You can’t calculate anything with the dates found in the “admission” column just yet, because they are still being stored as strings. Luckily, pandas has a function to_datetime that will be able to convert them to a computer readable datetime variable, as long as you tell it what the format of each date is.

In this case, the format is the day, followed by a space, then the name of the month, then another space, then theyear. Using this reference, I know that the format is written: “%d %B %Y”

I’ll first find today’s date with the datetime today function. Then will use a for loop, which will convert each date string into datetimes and calculate the number of days it has been since that date, one index at a time. Indexing a pandas DataFrame can be done in many different ways, but for this loop I used: dataframe.loc[index, column name]

for i in data.index :

    data.loc[i, 'admission'] = pd.to_datetime(data.loc[i, 'admission'], format="%d %B %Y")
    data.loc[i, 'time'] = date - data.loc[i, 'admission']

I then sorted my data frame by length of membership, found in the “time” column, and alphabetical order of the country names.

data = data.sort_values(['time', 'name'])

Now my data is ready to be exported, analyzed and visualized! I decided to visualize this particular data as a highly interactive map using HighChart’s Highmaps.

One way to associate a country to its location on a map using Highmaps is to use its ISO country code. I found a set of data from one of the Highmaps examples that had the name of every country along with their associated country code.

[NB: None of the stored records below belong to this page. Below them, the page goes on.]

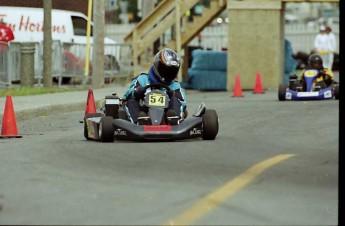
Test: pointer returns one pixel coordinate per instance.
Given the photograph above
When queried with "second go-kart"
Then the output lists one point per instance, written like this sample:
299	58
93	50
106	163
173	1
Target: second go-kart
313	88
114	123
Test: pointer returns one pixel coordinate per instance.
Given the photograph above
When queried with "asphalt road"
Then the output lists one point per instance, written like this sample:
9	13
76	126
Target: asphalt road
272	163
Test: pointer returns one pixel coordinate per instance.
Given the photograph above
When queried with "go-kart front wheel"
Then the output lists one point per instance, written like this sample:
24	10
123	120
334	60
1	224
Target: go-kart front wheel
282	91
106	129
210	124
92	115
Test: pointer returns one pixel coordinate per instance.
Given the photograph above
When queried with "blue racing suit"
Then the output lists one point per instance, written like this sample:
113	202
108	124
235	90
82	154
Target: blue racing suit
177	101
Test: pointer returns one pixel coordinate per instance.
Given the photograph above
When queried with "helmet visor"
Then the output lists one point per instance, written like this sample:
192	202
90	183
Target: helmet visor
168	73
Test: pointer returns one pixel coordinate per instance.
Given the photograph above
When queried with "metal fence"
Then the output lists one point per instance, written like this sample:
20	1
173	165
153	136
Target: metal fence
68	61
301	37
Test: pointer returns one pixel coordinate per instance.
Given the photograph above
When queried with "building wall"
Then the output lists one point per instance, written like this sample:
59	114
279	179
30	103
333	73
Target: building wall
73	5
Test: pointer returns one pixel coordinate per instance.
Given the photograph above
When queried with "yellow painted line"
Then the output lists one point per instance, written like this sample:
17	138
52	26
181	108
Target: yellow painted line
221	194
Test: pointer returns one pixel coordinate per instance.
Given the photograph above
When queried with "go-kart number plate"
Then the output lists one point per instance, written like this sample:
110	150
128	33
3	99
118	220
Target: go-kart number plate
310	73
157	99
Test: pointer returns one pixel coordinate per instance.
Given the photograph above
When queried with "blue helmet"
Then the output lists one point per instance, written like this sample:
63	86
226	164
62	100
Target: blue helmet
166	65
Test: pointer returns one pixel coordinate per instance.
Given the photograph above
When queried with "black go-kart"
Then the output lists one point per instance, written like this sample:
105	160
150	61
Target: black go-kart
113	123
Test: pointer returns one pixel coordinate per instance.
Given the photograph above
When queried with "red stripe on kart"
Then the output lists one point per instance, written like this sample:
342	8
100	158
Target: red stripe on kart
157	128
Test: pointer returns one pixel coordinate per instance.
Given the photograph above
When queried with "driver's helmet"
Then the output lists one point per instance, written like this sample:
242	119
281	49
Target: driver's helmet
166	65
315	61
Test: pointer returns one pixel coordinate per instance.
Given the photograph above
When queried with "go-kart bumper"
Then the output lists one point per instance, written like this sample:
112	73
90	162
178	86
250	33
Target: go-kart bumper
125	130
316	95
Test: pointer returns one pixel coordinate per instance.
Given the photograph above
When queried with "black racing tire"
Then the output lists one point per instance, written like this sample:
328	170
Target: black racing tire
210	124
336	92
282	92
106	129
92	115
122	114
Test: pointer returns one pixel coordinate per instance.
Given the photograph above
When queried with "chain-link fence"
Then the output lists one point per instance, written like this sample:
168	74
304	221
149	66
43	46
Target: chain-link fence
68	61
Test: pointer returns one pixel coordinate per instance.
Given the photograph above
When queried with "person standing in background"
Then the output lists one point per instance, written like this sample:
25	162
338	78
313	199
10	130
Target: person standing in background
332	44
6	35
321	46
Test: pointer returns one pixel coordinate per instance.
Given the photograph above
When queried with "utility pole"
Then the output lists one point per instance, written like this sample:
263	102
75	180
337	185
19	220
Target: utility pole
98	44
47	44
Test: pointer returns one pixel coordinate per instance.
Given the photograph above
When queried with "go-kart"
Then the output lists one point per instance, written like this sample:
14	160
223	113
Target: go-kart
114	123
313	88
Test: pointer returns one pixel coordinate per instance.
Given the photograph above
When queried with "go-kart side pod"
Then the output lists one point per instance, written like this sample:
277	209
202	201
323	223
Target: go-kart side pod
106	129
91	126
282	92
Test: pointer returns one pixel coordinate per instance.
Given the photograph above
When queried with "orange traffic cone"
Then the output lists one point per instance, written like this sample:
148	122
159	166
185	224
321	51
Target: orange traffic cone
258	86
90	104
9	124
237	92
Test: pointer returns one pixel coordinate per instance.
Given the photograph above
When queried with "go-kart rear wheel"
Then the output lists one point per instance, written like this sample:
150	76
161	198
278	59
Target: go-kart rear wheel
282	92
336	92
122	114
210	124
93	115
106	129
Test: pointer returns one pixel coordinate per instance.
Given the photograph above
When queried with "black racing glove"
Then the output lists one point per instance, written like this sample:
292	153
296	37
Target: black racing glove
139	92
322	74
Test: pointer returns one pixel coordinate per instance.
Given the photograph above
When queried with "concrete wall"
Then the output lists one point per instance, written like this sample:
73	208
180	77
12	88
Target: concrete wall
255	43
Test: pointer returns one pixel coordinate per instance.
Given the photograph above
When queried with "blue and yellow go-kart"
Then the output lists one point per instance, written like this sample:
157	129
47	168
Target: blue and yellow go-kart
313	88
114	123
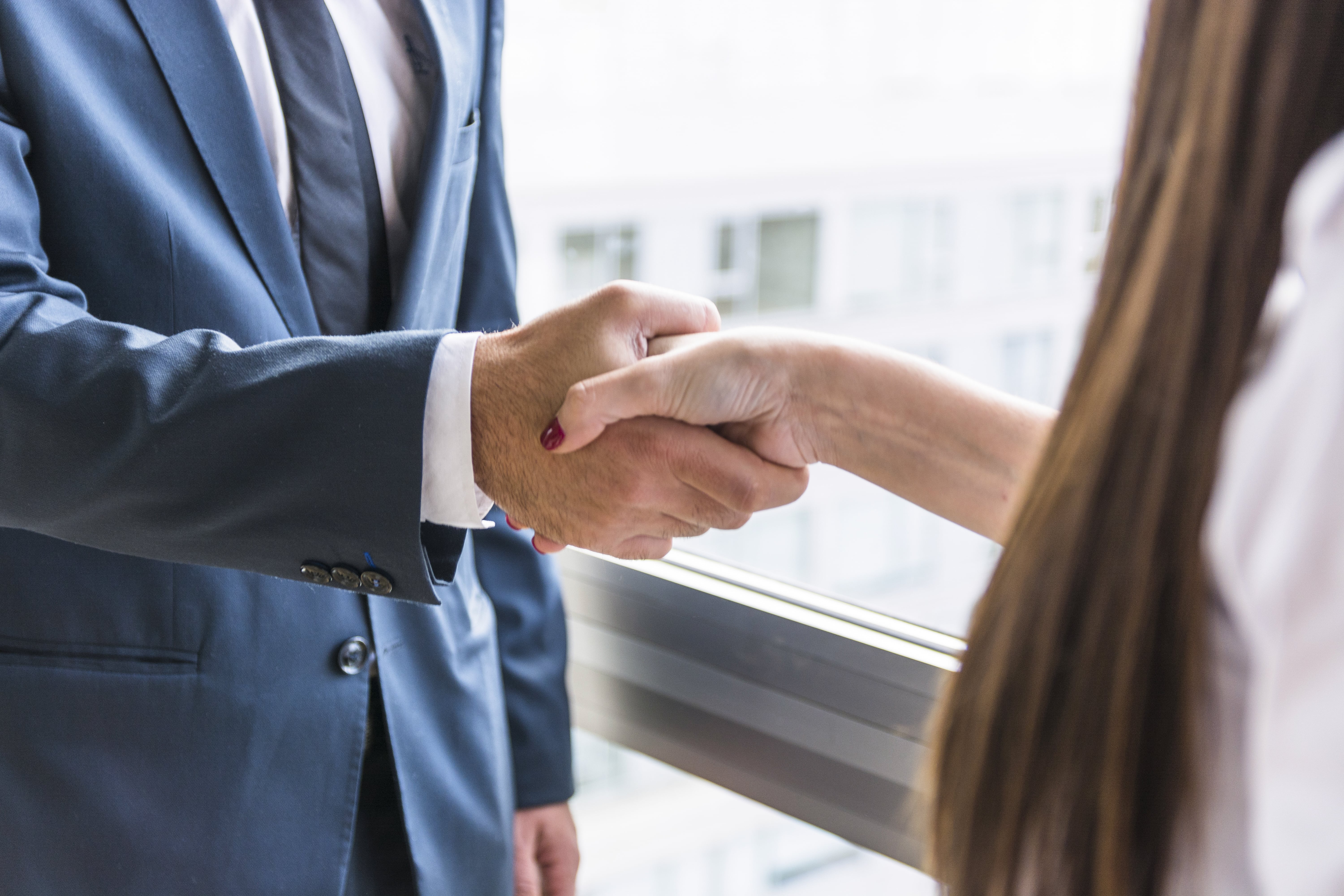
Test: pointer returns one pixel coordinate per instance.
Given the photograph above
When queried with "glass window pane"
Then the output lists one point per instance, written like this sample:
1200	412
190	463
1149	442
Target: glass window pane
597	256
788	263
647	829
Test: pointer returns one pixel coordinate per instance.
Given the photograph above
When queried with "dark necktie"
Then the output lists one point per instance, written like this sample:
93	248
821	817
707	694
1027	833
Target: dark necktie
339	229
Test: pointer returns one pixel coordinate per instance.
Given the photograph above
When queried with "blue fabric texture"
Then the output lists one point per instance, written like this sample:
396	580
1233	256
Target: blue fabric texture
177	440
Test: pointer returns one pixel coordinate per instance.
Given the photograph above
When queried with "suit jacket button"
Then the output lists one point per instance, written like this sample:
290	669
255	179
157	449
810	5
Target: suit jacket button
353	656
346	578
317	573
377	582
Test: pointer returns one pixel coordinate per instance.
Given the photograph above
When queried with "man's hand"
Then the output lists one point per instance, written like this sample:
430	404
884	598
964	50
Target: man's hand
644	481
745	383
546	852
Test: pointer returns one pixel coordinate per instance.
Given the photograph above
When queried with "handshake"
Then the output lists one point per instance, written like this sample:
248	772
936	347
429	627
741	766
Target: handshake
572	433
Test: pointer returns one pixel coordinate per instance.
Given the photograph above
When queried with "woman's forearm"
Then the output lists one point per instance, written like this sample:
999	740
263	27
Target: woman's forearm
933	437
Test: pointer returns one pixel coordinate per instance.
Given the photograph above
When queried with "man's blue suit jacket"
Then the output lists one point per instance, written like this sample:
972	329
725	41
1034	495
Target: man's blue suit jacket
175	444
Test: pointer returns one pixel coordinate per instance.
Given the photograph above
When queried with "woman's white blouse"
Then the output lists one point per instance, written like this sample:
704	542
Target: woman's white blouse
1273	807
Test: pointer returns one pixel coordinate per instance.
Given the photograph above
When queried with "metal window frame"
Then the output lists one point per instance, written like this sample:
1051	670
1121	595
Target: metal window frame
798	700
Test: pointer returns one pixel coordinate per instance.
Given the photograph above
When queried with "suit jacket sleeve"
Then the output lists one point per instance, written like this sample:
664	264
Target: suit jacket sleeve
521	582
192	449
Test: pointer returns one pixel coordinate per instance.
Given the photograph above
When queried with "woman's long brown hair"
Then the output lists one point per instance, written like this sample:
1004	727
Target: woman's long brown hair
1066	752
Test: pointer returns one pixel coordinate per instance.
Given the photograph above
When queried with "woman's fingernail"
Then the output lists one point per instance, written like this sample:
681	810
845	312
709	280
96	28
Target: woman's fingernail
553	436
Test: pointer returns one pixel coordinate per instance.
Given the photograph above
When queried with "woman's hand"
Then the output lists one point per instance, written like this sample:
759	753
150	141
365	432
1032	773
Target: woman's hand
745	383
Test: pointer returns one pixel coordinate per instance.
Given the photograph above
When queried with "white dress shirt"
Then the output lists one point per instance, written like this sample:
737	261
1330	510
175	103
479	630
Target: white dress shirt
385	45
1273	816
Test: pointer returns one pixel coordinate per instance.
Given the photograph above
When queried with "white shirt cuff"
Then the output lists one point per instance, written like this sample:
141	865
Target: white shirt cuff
448	480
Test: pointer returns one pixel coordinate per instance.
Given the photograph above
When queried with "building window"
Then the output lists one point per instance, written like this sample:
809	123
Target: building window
1037	238
901	254
1027	366
787	263
597	256
765	264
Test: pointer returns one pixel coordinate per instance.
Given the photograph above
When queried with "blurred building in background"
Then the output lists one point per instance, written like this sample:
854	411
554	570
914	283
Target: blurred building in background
935	178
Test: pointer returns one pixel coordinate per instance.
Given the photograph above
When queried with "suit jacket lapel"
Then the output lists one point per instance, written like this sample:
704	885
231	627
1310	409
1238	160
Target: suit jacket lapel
197	58
427	293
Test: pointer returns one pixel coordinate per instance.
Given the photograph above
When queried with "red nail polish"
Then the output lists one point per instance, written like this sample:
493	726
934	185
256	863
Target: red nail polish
553	436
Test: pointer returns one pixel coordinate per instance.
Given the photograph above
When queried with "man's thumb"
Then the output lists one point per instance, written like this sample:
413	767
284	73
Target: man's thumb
596	404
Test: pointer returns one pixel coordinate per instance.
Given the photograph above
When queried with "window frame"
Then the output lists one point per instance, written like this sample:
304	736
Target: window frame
800	702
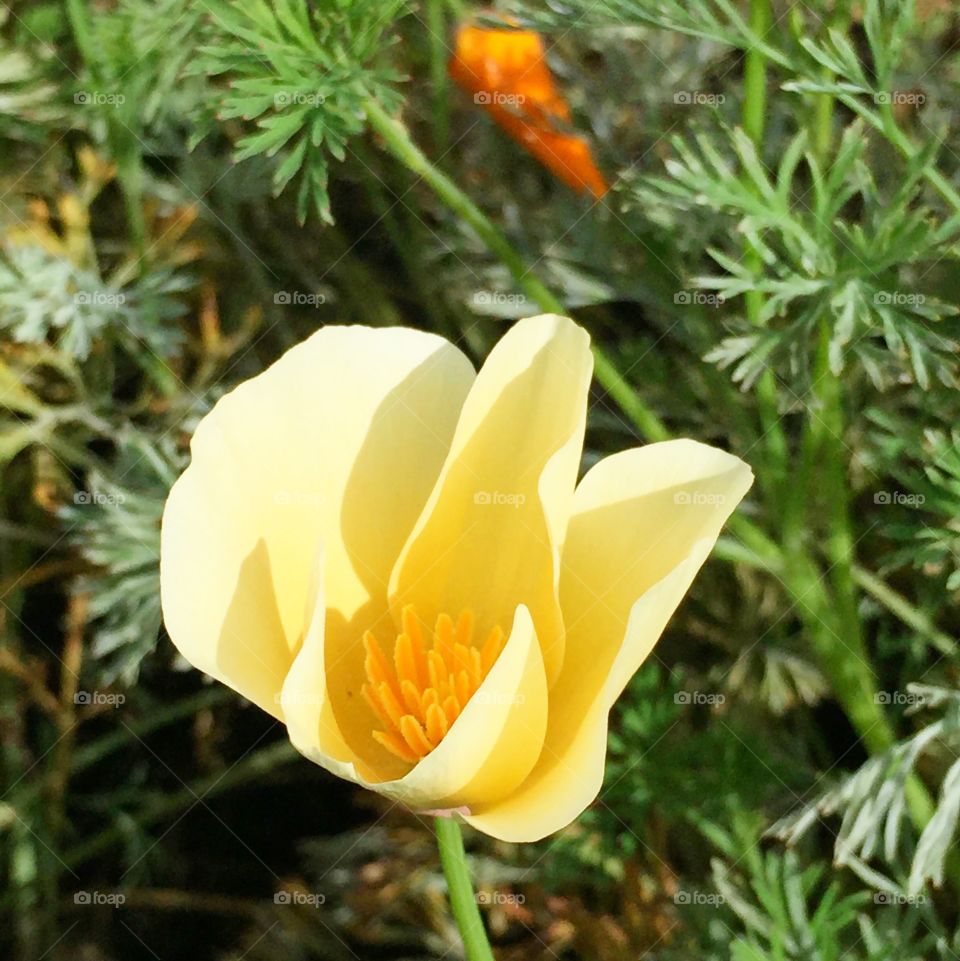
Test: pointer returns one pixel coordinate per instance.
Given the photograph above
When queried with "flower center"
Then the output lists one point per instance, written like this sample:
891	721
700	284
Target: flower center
419	696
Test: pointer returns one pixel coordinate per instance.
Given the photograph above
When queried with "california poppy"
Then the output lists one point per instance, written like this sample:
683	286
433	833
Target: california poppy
507	73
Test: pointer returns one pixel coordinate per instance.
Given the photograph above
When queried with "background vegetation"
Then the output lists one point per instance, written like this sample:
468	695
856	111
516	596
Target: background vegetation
191	186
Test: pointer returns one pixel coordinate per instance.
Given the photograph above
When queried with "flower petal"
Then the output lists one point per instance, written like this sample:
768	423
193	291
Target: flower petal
489	538
489	751
644	521
307	452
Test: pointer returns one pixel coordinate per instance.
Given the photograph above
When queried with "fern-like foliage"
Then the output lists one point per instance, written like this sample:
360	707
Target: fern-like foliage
862	280
302	74
115	525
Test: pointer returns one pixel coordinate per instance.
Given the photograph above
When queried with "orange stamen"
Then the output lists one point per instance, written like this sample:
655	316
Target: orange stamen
417	698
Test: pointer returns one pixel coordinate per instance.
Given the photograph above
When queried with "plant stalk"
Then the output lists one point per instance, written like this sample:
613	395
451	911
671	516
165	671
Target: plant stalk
463	901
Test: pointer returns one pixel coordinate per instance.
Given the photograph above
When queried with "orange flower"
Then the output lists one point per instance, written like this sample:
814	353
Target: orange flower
506	72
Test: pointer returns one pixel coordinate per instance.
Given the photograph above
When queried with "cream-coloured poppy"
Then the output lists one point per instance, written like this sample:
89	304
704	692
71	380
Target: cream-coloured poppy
390	553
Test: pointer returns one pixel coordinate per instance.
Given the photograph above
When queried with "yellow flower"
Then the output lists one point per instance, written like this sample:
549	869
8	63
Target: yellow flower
390	553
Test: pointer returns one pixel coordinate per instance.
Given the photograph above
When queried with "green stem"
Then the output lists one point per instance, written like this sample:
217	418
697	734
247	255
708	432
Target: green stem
463	901
754	120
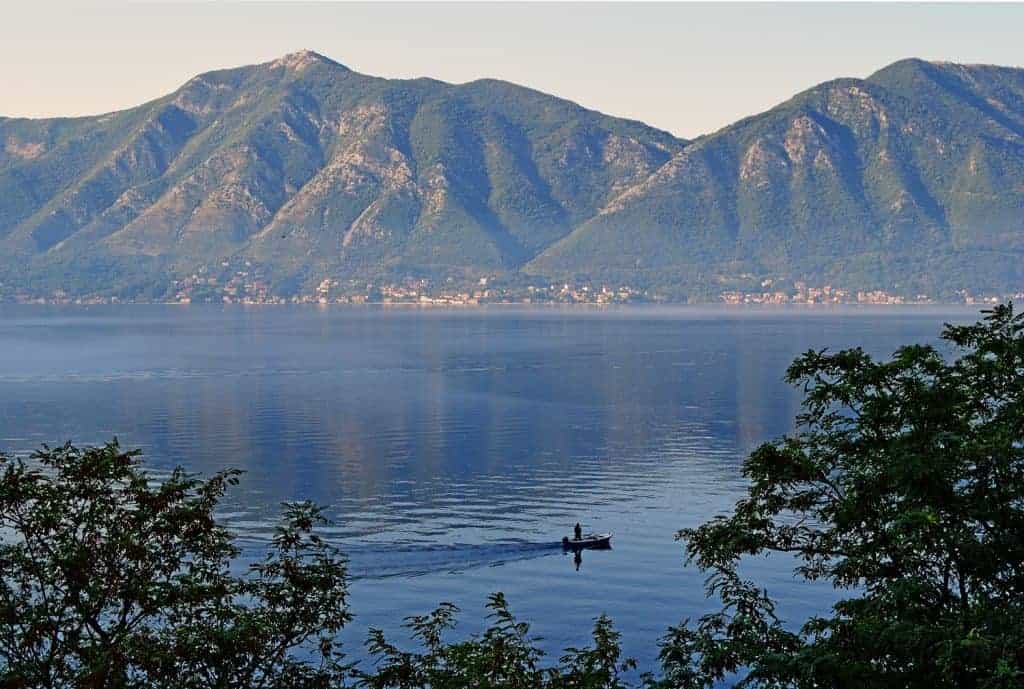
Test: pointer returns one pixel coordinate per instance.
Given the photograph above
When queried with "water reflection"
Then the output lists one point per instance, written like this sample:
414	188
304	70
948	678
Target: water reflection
452	448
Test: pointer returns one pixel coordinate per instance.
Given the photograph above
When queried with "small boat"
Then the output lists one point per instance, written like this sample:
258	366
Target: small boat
590	541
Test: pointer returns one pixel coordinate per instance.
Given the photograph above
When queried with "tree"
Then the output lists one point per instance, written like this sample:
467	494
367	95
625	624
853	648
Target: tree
505	656
902	486
110	578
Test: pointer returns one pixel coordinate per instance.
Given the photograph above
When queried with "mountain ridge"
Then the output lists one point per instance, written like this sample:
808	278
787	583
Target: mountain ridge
910	179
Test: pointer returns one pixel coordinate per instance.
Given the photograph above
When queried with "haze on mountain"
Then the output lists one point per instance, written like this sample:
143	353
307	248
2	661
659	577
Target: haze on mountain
911	180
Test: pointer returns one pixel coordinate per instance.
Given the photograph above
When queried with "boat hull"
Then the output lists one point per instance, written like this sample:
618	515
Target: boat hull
590	542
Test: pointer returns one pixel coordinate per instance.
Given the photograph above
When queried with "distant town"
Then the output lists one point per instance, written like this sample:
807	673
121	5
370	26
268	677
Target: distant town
245	285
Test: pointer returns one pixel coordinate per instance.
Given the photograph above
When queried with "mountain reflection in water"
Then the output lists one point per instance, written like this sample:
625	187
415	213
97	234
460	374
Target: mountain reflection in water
453	449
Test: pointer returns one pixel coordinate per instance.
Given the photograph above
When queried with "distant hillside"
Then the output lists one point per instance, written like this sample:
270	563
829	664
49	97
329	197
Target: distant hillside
911	179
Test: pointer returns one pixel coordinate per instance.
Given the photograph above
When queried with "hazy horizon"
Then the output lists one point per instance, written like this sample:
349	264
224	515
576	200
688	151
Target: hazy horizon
688	69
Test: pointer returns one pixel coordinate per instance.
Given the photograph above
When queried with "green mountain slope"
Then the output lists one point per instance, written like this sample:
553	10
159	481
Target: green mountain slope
912	176
910	179
310	168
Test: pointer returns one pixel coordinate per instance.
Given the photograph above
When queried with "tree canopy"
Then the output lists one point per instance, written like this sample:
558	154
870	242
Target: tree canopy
902	486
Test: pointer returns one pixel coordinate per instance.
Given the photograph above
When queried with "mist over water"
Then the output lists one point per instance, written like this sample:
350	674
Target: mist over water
453	448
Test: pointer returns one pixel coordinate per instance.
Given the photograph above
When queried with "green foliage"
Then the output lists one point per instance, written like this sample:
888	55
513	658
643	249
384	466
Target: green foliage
505	656
111	578
903	485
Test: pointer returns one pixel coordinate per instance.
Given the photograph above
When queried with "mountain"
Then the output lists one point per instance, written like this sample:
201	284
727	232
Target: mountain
301	170
912	177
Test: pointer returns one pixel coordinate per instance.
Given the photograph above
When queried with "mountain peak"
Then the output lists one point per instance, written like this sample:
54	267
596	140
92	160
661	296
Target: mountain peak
301	59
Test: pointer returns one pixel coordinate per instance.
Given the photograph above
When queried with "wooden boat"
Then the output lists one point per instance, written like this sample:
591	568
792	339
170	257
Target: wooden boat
588	542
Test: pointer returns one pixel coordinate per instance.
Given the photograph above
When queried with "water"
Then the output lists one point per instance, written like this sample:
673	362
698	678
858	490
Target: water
453	448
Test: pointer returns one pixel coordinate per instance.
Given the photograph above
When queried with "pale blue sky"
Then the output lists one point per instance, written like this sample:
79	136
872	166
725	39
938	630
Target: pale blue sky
689	69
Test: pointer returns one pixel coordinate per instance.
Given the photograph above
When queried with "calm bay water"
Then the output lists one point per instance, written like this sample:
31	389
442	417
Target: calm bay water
453	447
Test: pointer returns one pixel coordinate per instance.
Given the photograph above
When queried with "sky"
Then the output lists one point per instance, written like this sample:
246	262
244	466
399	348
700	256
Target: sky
688	69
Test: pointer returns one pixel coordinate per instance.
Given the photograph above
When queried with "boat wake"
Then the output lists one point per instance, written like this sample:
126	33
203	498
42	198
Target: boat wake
382	561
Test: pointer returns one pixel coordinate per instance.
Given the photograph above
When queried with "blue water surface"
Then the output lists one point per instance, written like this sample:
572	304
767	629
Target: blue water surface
454	448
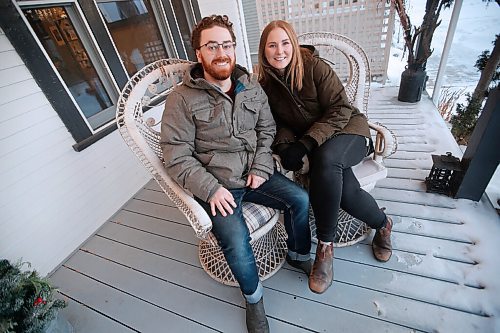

I imported this data as a list, converted it to json using python’s dumps function and then to a pandas DataFrame using the read_json function.

# converts lists into json
country_codes = json.dumps(country_codes)
# converts json into dataframe
country_codes = pd.read_json(country_codes)

In the UN DataFrame, I had to change some of the country names, because the two sources didn’t always use the exact same names. There could have been an elegant way to do this with regex, but I simply hard coded the changes.

data.loc[data['name'] == 'East Timor', 'name'] = 'Timor-Leste'
data.loc[data['name'] == 'Macedonia', 'name'] = 'Macedonia, FYR'
data.loc[data['name'] == 'Slovakia', 'name'] = 'Slovak Republic'
# etc...

After that I was able to join the two DataFrames, giving me one with the time data as well as the country codes.

joined = pd.merge(data, country_codes, how='inner', on='name')

All I need for the visualisation is country code and times, so I selected those columns and then changed the column names. I changed their names to “hc-key” and “value”.

new_data = pd.concat([joined['code'].str.lower(), joined['time']], axis=1)
new_data.columns = ['hc-key', 'value']

Using the datetime days function, I was able to turn each datetime object into an integer number of days.

for i in new_data.index:   
    new_data.loc[i, 'value'] = new_data.loc[i, 'value'].days

I exported the DataFrame as JSON into my python directory to save it.

export = new_data.to_json('UN_data.json', orient='records')

From there it was ready to bring into a Highmaps visual. I copied and pasted the saved JSON, but it could have just as easily been imported from a URL.

I gave my map navigation buttons bottom left and a color center bottom center of the chart.

It also has a hover state, so that the countries change color when hovered over, as well as a tool tip that explicitly states the number of days. You can see the full code in the JavaScript tab below and see how easily it comes together.

Of course, this just displays the number of days until the day the data is extracted. ParseHub allows you to schedule runs every day so that your data stays up to date. The data can also be collected using ParseHub’s API options using HTTP GETs to make integration onto your website completely automated.

This example is just one of the many ways that plotting over time can be made possible with datetimes, but every project is a little different – let me know which date and time data you visualize!